As an LPN working in a suburban ED, I perform complex tasks like IV therapy, blood transfusion, IVP medication administration and of course I utilize my own critical thinking skills. All of this is granted under my state's board of nursing practice act and of course with the hospital's permission. I feel well prepared to cross over into my local community college's LPN to ASN RN program (just waiting on the acceptance letter due in October). I have several concerns that I wish to pose to the general RN community.
With no further shortage of nurses, many hospitals are stepping up the entry point for the RN to be a BSN. I read on these forums quite often how much discontent this idea sews within the community. I wish to ask many of you RNs to honestly reply to this thread with your feelings and experience.
1. Do you find the care an ADN provides to be substandard to a BSN, please explain?
2. What specific skills are learned in a BSN program that wouldn't be learned to a greater extent on the job?
3. Do you prefer to work with an all BSN staff and why?
4. Is the BSN more equipped to deal with the technology found in a hospital setting and if so, please explain?
5. Is it fair to pay a BSN more money than an ASN? Is it fair to pay a BSN more money than an ASN who already posesses a Bachelor's in a non-nursing field?
6. What effects are the ADN/ASN RNs feeling from their current hospital administration to obtain a BSN?
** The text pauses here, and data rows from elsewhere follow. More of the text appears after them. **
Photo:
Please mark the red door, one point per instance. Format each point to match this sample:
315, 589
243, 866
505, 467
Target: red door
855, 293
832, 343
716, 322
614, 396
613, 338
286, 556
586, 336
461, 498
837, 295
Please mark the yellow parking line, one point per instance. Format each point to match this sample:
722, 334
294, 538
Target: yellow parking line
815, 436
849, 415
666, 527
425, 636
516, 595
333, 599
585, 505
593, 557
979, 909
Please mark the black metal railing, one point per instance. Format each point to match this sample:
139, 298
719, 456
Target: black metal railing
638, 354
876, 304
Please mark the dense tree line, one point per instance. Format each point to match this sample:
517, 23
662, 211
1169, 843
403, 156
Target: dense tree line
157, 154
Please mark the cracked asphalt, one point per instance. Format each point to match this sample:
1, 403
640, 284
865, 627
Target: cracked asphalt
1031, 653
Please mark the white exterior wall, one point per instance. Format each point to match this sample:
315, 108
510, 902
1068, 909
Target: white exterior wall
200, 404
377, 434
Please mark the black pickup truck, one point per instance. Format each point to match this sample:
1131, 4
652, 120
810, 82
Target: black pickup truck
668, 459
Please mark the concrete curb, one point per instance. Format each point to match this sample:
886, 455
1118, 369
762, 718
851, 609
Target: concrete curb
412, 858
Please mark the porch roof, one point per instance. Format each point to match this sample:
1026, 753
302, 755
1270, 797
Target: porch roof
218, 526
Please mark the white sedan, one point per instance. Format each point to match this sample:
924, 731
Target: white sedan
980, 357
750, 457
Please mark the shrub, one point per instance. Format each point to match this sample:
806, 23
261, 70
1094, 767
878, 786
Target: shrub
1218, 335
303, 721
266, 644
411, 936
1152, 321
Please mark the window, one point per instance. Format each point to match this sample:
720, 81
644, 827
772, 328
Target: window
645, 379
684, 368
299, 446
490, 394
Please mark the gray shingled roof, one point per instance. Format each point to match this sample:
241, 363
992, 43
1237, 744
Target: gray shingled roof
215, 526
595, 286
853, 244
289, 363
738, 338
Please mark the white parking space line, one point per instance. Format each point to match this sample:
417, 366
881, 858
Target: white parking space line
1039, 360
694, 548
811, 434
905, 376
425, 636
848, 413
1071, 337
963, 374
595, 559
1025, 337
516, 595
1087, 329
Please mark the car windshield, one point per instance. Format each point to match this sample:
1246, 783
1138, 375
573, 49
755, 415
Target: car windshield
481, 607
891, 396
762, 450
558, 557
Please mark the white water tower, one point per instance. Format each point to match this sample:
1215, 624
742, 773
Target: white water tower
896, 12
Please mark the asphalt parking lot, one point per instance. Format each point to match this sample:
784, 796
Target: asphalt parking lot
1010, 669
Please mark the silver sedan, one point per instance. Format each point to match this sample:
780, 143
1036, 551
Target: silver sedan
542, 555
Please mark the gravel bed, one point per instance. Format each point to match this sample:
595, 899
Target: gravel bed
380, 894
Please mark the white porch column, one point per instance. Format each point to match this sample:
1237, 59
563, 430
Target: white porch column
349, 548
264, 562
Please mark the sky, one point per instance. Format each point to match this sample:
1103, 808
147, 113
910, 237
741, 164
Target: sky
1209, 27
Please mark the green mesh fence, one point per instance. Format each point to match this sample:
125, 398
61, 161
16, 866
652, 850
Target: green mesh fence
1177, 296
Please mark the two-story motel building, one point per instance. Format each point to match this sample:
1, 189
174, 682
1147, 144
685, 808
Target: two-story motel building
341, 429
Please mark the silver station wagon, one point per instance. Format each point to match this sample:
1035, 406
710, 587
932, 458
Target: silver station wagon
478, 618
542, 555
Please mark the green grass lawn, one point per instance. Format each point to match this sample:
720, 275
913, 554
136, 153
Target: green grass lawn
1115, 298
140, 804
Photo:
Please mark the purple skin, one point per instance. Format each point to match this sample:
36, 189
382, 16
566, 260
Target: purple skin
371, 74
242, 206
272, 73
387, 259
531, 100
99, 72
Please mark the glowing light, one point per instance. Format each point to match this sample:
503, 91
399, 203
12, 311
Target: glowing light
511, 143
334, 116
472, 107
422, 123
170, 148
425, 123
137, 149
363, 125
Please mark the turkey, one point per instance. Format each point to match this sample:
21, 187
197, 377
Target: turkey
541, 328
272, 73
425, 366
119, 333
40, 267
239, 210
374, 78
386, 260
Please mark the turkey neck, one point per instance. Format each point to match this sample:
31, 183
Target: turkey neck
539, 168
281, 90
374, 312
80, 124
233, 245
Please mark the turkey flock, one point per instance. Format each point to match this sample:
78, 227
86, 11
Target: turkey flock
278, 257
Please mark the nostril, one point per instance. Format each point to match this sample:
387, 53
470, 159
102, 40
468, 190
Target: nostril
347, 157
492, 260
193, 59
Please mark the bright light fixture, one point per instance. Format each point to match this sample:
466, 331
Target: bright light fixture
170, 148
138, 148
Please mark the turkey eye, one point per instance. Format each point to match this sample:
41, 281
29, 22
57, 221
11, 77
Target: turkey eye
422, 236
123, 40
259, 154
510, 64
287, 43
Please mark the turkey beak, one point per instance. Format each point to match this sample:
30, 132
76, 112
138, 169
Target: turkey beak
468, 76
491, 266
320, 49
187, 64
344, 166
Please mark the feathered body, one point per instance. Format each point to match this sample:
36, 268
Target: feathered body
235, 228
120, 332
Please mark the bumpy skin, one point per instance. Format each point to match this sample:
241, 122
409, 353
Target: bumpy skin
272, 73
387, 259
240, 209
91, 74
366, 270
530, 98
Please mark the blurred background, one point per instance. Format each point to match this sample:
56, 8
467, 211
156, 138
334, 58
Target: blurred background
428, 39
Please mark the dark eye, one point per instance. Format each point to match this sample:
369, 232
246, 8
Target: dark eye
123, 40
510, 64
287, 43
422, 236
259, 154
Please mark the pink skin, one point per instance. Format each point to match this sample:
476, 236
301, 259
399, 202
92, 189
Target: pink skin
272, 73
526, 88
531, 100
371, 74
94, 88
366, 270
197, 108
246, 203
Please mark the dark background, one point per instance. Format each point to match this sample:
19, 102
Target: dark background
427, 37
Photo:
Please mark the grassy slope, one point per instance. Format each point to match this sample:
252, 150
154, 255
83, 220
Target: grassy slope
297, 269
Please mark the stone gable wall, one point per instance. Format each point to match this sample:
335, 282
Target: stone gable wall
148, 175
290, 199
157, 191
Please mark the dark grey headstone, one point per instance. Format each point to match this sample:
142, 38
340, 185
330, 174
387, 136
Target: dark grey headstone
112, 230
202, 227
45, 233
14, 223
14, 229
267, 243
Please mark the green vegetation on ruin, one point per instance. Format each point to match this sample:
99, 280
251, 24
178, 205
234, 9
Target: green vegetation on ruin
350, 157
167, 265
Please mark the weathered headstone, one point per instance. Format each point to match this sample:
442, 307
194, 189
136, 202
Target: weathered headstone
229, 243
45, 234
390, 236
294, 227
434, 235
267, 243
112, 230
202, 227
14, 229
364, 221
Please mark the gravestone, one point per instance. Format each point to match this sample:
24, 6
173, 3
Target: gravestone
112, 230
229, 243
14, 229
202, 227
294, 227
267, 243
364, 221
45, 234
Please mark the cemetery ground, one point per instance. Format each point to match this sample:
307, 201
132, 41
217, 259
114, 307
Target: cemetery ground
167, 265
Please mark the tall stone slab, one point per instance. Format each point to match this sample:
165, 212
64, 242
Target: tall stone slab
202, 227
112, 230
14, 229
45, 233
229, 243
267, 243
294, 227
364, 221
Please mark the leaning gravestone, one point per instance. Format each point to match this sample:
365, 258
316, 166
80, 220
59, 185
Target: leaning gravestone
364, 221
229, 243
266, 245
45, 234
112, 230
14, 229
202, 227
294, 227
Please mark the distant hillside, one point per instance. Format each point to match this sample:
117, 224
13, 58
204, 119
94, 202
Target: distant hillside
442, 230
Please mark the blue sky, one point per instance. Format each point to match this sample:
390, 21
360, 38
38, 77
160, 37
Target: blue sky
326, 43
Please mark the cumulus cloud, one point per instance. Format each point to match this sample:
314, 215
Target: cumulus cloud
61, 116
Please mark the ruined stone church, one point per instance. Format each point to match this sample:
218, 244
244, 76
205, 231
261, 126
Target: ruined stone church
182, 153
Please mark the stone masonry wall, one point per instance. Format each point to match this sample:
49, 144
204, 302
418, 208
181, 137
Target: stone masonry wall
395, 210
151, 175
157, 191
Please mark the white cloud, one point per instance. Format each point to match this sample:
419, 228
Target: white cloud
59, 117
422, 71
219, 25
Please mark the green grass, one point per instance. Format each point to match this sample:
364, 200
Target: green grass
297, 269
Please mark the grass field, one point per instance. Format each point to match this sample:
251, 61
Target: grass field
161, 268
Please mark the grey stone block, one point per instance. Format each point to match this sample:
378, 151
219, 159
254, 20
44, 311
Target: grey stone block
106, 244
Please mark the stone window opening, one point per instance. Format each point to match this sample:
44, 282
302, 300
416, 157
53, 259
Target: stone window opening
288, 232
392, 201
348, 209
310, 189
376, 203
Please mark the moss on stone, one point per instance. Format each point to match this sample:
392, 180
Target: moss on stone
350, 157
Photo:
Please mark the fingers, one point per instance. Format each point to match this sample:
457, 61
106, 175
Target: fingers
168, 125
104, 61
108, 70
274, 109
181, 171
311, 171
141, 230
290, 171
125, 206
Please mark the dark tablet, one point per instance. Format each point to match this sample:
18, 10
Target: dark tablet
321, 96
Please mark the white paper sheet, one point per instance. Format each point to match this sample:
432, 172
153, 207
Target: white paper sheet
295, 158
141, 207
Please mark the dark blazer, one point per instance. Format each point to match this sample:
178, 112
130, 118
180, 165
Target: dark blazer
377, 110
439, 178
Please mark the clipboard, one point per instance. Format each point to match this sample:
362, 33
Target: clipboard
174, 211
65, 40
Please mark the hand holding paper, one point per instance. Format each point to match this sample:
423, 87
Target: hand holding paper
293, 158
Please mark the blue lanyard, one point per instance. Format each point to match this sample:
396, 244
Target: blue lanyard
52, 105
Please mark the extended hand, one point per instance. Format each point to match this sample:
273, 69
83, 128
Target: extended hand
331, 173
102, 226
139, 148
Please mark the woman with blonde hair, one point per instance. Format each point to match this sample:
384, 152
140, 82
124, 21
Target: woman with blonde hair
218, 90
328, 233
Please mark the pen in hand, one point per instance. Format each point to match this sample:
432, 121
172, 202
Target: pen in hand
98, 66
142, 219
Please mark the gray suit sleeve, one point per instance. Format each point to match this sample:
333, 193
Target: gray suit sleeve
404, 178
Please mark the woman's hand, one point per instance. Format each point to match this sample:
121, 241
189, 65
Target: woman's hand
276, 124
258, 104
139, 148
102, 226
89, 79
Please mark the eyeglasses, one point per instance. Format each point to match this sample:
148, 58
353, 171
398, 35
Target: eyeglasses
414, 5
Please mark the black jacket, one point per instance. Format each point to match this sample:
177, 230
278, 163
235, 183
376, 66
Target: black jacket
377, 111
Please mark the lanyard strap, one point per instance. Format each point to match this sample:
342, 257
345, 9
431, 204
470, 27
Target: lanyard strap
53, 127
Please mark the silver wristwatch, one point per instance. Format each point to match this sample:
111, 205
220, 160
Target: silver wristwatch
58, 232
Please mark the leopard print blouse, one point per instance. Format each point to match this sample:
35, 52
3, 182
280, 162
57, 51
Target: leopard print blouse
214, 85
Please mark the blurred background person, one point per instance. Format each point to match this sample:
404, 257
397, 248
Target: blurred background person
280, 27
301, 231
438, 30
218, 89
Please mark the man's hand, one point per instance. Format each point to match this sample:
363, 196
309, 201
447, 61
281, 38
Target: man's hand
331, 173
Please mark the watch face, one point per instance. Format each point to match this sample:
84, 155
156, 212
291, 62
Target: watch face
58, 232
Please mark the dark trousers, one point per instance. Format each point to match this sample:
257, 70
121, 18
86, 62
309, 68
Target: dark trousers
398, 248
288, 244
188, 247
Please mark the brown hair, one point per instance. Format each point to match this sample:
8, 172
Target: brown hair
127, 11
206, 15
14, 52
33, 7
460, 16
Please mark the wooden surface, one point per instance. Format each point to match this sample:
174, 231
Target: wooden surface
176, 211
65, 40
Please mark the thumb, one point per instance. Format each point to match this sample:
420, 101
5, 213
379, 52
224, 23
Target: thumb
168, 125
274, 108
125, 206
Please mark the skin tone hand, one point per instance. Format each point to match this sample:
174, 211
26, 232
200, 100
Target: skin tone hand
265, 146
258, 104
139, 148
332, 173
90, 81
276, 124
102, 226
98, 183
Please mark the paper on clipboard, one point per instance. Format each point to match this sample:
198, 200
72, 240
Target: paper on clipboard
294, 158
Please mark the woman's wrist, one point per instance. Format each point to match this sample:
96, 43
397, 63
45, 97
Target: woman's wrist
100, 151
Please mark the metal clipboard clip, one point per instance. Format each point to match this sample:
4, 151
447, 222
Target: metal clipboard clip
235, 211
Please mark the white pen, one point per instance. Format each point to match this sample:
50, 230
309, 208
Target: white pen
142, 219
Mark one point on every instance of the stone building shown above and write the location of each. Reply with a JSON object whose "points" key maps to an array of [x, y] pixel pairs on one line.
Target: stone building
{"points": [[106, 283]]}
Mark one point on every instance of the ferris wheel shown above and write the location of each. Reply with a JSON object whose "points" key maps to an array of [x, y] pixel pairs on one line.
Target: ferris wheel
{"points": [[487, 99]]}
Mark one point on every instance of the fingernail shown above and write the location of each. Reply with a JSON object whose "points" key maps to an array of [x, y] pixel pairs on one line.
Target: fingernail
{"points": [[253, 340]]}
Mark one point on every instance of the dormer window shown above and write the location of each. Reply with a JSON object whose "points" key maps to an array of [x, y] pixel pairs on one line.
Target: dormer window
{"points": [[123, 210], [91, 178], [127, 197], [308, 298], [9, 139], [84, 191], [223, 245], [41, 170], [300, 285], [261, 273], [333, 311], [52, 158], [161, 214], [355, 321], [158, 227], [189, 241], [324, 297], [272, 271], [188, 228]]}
7. Do many ADN/ASN RNs feel their jobs will eventually only reside in LTC and other ECFs, effectively replacing the LPN.
8. Many ASN/ADN RNs still hold a Bachelor's degree in a non-nursing field, should they still pursue a BSN?
9. Is an ASN/ADN more suited to deal with lower ESI acuity level patients, such as level III or lower while a BSN deals more with level II and I.
10. What are community colleges and ADN/ASN RN's actively doing to ensure the 2 year RN remains part of this nation's healthcare system (besides passively complaining online?).
I pose these questions for fear that not long after I graduate, despite my amazing LPN ER experience and my soon to be even greater RN ER experience, I will be ill-equipped for this ever expanding world of nursing. I believe an LPN and RN should strive for continued education, but do not feel it needs to be expressed by an overly expensive 4 year degree. I feel community colleges adequately prepares a person for the RN experience. I feel even more so that an LPN who becomes an RN is to be more prepared for the RN experience than a new grade BSN or ASN.
I asked my manager why this attitude of BSN>ASN exists during a performance appraisal (which I got a 4% raise - the max possible raise yay). She said the BSN is more prepared because when she was going through her BSN program she was practically required to spend a minimum of eight hours creating care plans
, creating drug cards, and using NANDA approved nursing Dx's. She said that thanks to her BSN training she felt a BSN nurse was more capable of predicting patient outcomes and understanding pathophysiology and etiology.
I refrained from saying anything that LPN school, although it was merely 12 months long, detailed everything she just said.
I just want the RNs to stand up for their education level. I want them to fight against this new establishment of BSN only.
I'm just sick of always being on the lower end of the totem pole. Half of the LPNs I work with possess a higher degree than their RN counterparts but have only the LPN license in the field of nursing. Still we are treated as substandard nurses by many RNs.
One friend has an MSN and says she's equally frustrated for now she is contantly egged on to obtain her DNP.
One thing is for sure. A nurse is not a nurse. Its all about classification and I fear one day in the foreseeable future the ASN RN will go the way of the LPN, more scarce and less desireable in the acute care setting.